With a record of only 36-13; only one Grand Slam semifinal and one tournament win, the 2013 tennis season is the worst in Roger Federer’s career since he won his first major title in Wimbledon 10 years ago. This kind of low in his career isn’t stopping him from having high expectations heading into next year.
The long break Federer took after the early exit in the US Open didn’t help him in the Shanghai Masters, losing to Gael Monfils in three sets. This is the year that finally makes it seem like it’s over for Federer. After all, the best he’s done this year is win at the Gerry Weber Open, a 250 tournament as preparation for Wimbledon. He’s done terribly all year in Masters and Grand Slams, failing to beat anyone in the top 10.
But Federer believes that his body is still recuperating from an exhausting 2012, in which he won Wimbledon once more while also reaching the Olympic finals. At his age, that kind of season, that included Masters tournament victories and a very strong first six months, it might be too much of a toll to take.
But what is their that makes him believe that things will be better in 2014? Rafael Nadal isn’t going anywhere. Novak Djokovic and Andy Murray are here to stay as well. Federer might play less and focus even more on Grand Slams and nothing else, but it doesn’t make him any more likely to pick up more titles before he officially retires, a day that is closer a lot more than he would like to admit.

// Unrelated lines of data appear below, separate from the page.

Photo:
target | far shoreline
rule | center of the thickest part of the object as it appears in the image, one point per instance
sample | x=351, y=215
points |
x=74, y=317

My mindset now is that next year is going to be a great year again where I’m not going to have that many points to defend, especially at some very key moments where I consider myself a favorite. For that reason, I’m really looking forward to 2014 already. As long as I’m physically and mentally fine, there’s no reason for me not to be taking part in the big matches. That’s what I’m looking forward to in 2014, to be part of those matches.
The reasoning for Federer to expect a better year in 2014 doesn’t make sense. Was it the pressure of fearing to lose ranking points that held him back, causing him to win only 73% of his matches this season? It seems like looking for excuses to explain what’s obvious to everyone: He simply isn’t good enough and fit enough to be a major force in the Tennis world, only it’s hard for him to recognize that decline, which is quite obvious to everyone else.